Sebuah Antara adalah pergulatan dua anak manusia yang dibedakan oleh etnis kebangsaan. Yang satu Indonesia, yang satu Belanda. Yang satu terjajah, sedang yang lain menjajah. Ada pertentangan yang sulit diterima karena masing-masing membawa identitas yang sangat bertolak-belakang.
Pentas Sebuah Antara berusaha menyampaikan pesan, perbedaan tersebut hanyalah garis yang seharusnya bisa dilampaui kalau ada yang mau mengalah. Toh, kebangsaan sifatnya genetik dan sebuah pemahaman yang belum tentu harus dijalankan selamanya.
Belajar dari Sejarah
Sebuah Antara berusaha meyakinkan, kalau sejarah sudah semestinya diambil hikmahnya. Jangan terus menyebar kebencian tak berkesudahan. Karena dalam sebuah kolonialisme, apa pun warga negara lo, rakyat sipil selalu jadi pihak yang dikorbankan.
Setelah terharu-biru dengan penampilan epik dari Angelina dan Robin, dalam panggung yang sama, Aziz Azthar (Indonesia) dan Esmay Usmany ( Belanda) membawakan “Who Am I?”. Dalam lakon ini, keduanya saling berbalas-balasan, membacakan cerita, bernyanyi, dan mengenai pengalaman masa kecil dengan benang merah nenek.
Aziz dan Esmay berkolaborasi menampilkan kisah hidup bagaimana peran seorang nenek dalam perubahan jalan hidup mereka. Cukup panjang dan sedikit klise, namun intinya adalah lo nggak bisa meniadakan peran-peran keluarga lo, karena it’s already in your blood. Yang bisa lo lakukan adalah terus maju dan jangan sampai lo kehilangan jiwa lo, hanya karena sibuk menjadi seperti apa yang diinginkan atau diharapkan orang lain.
Poétique Ensemble
Penampilan Poétique Ensemble yang dibawakan oleh Diptyque Théâtre, trio seniman asal Prancis adalah sesuatu yang istimewa.

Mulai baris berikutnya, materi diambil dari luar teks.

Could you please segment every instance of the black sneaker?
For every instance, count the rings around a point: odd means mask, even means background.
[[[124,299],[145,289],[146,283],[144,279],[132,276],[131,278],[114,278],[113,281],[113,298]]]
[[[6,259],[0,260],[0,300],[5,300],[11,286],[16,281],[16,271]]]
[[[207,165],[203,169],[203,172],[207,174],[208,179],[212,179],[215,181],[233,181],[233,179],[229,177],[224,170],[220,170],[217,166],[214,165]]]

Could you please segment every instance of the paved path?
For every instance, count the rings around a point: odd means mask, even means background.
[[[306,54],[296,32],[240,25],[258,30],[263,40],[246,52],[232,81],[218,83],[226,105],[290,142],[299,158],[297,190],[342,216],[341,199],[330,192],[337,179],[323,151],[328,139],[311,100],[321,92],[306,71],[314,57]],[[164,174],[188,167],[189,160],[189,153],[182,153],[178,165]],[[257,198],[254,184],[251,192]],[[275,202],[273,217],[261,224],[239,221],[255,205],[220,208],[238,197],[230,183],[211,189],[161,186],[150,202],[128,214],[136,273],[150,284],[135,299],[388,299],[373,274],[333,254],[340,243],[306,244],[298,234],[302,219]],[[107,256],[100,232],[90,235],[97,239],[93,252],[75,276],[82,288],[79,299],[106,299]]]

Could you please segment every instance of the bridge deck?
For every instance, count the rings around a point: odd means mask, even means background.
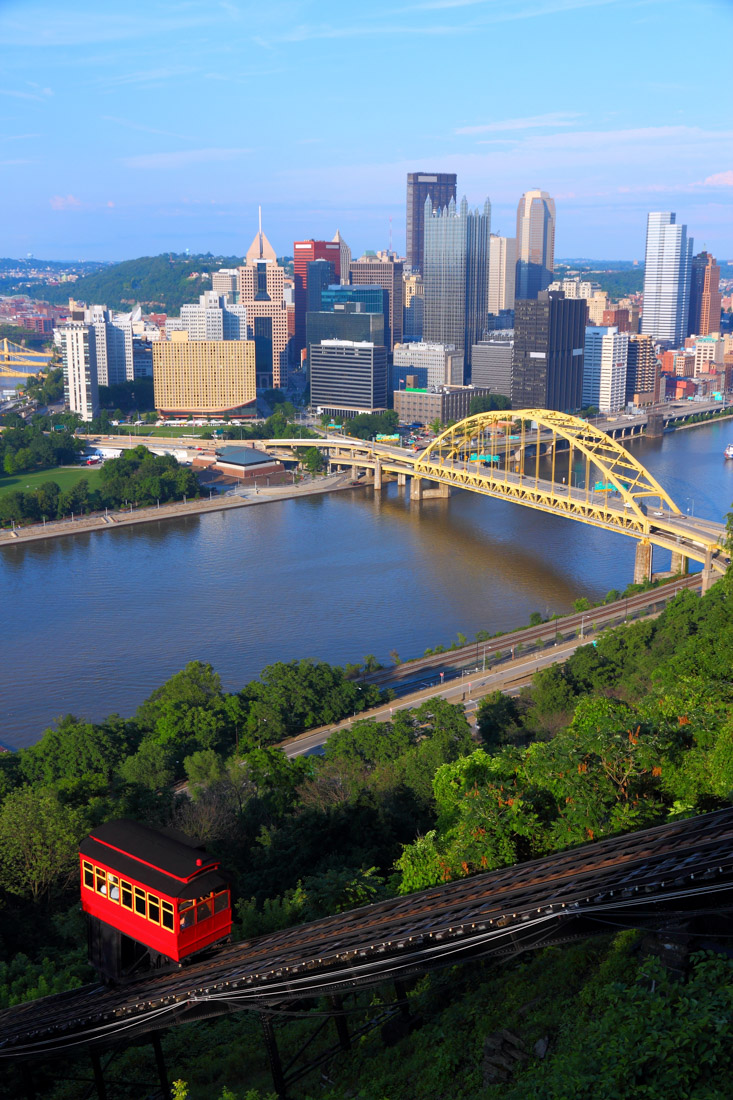
[[[0,1013],[0,1059],[30,1059],[186,1020],[641,927],[733,904],[733,808],[584,845],[220,948],[119,988]]]

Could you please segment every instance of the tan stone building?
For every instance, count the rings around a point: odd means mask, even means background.
[[[253,340],[189,340],[172,332],[153,344],[155,408],[165,416],[238,413],[257,398]]]
[[[237,268],[237,290],[239,304],[247,310],[247,334],[256,346],[257,385],[286,385],[290,337],[285,271],[276,263],[264,233],[255,237],[245,266]]]

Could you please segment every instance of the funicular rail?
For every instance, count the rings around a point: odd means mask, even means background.
[[[219,948],[125,986],[87,985],[0,1013],[0,1059],[30,1060],[241,1009],[276,1009],[733,908],[733,808]]]

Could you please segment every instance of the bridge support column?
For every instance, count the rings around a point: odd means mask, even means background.
[[[670,572],[681,573],[684,577],[690,572],[690,559],[686,558],[684,554],[672,554],[672,564],[670,565]]]
[[[705,564],[702,567],[702,592],[701,595],[705,595],[709,592],[712,586],[715,584],[715,574],[713,573],[713,563],[710,551],[705,554]]]
[[[410,482],[410,500],[422,500],[423,484],[421,477],[413,477]]]
[[[647,415],[645,435],[650,439],[660,439],[664,435],[664,417],[654,412]]]
[[[634,584],[643,584],[652,579],[652,544],[642,539],[636,547],[634,558]]]
[[[374,488],[382,488],[382,463],[379,459],[374,463]]]
[[[277,1049],[277,1040],[275,1038],[275,1029],[272,1026],[272,1019],[266,1012],[263,1012],[260,1014],[260,1020],[262,1021],[262,1033],[265,1037],[265,1050],[267,1051],[267,1057],[270,1062],[272,1083],[275,1086],[278,1100],[286,1100],[285,1074],[283,1073],[282,1062],[280,1061],[280,1051]]]
[[[397,475],[397,484],[404,486],[406,483],[407,483],[407,474],[398,474]]]

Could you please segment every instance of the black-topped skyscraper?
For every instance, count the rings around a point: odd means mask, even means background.
[[[407,173],[407,263],[413,271],[423,273],[425,255],[425,200],[430,198],[433,208],[447,206],[456,201],[455,172]]]
[[[555,271],[555,202],[546,191],[525,191],[517,207],[517,298],[536,298]]]
[[[423,339],[463,350],[466,366],[486,329],[490,235],[488,199],[482,211],[465,198],[440,209],[426,199]]]
[[[577,412],[583,404],[587,305],[562,290],[514,303],[512,405]]]

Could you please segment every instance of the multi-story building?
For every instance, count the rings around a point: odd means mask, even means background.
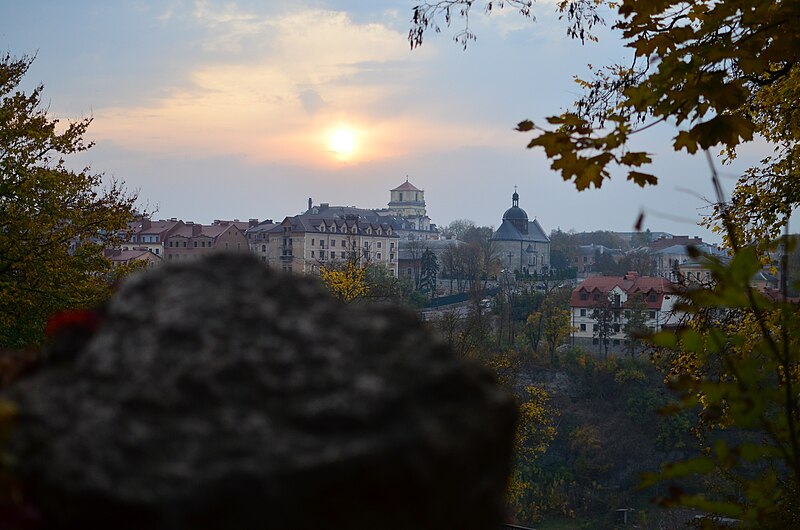
[[[634,304],[636,299],[641,300],[641,305]],[[599,347],[598,326],[604,318],[610,324],[608,349],[621,352],[626,341],[625,325],[632,311],[642,311],[644,325],[657,332],[675,323],[673,307],[677,300],[673,284],[663,277],[639,276],[636,272],[622,277],[590,276],[572,291],[572,343],[587,349]],[[600,311],[605,314],[599,315]]]
[[[257,221],[251,219],[252,221]],[[266,219],[260,223],[256,222],[245,231],[245,237],[250,245],[250,252],[261,258],[261,261],[269,261],[269,234],[276,224],[272,219]]]
[[[180,226],[183,226],[183,221],[175,218],[153,221],[149,217],[141,217],[128,223],[127,241],[120,250],[146,248],[156,256],[163,257],[167,235]]]
[[[266,262],[286,272],[316,273],[321,265],[357,260],[384,265],[397,276],[400,238],[388,223],[357,215],[287,217],[265,230]]]
[[[695,261],[689,247],[701,254],[724,258],[727,253],[715,245],[703,242],[699,237],[672,236],[653,241],[645,247],[653,260],[655,274],[672,282],[680,280],[679,269],[682,264]],[[697,254],[694,254],[696,256]]]
[[[176,225],[164,240],[164,259],[197,259],[214,251],[249,252],[250,245],[238,223],[215,220],[210,225],[191,221]]]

Menjadi bagian dari rangkaian penutupan LIFEs, Matthias Gault,
Ayouba Ali, dan Mona El Yafi membawakan puisi-puisi cemerlang karya Eugène Durif, di Minggu (20/10).
Matthias memainkan biola dengan cara yang free-style. Terkadang memetiknya seperti gitar, mengetuknya seumpama drum, menjalankan jari-jarinya secara liar dari ujung ke ujung menyerupai kaki menapak, sampai memainkannya secara original—dengan dawainya.
Kalau ada yang menyebutkan musik adalah bahasa universal, nyatanya pengalaman mendengarkan Poétique Ensemble adalah bukti nyata lo nggak butuh memahami sebuah bahasa untuk menikmati keindahan musiknya.
Tema-tema yang dibawakan oleh Diptyque Théâtre adalah cinta, kematian, kehilangan, dan komedi kehidupan. Seringnya Mona membacakan puisi Eugène Durif, kemudian Matthias dan Ayouba membahasakannya melalui musik. Ayouba juga bersenandung, menjadi latar musik bagi puisi yang dibacakan oleh Mona. Sangat magis dan klimaks!
Menyanyikan Puisi untuk Menikmati Lebih Lagi
Apakah menyanyikan puisi adalah sesuatu yang baru di Indonesia? Jawabannya nggak! Sapardi Djoko Darmono adalah salah satu penyair hebat Indonesia yang puisi-puisinya sering dinyanyikan
oleh AriReda. Kemudian ada Banda Neira juga yang menyanyikan puisi Chairil Anwar berjudul Derai-Derai Cemara dan Anji yang membawakan Kepada Hawa milik Aan Mansyur.
Puisi yang dinyanyikan membuat pembacaan puisi menjadi sesuatu yang nggak biasa. Lebih hidup, dan bernyawa. Yang dilakukan oleh Diptyque Théâtre bisa jadi sama dengan yang dilakukan AriReda, Banda Neira, dan Anji. Hanya saja, Diptyque Théâtrel lebih bebas, spontan, dan free-style.
Nggak sekadar menyanyikan tetapi juga membunyikan suara apapun yang dirasa sesuai, senada, untuk memaksimalkan nyawa puisi-puisi tersebut. Nggak jarang Ayouba hanya bergumam, Mona berujar “hah” yang halus, dan Matthias mengetukkan jemarinya. Penampilan ini memukau, cukup untuk meluaskan kerangka berpikir umum dan bagaimana menciptakan dan menikmati seni lebih luas dan dalam lagi.
Pentas menawan ini menutup perhelatan LIFEs (Literature and Ideas Festival) di Salihara dengan meriah. Keren banget kan, Urbaners? Semoga LIFEs di tahun depan menyajikan semakin banyak pentas, lokakarya, dan apresiasi seni yang menarik demi pecinta seni di Indonesia!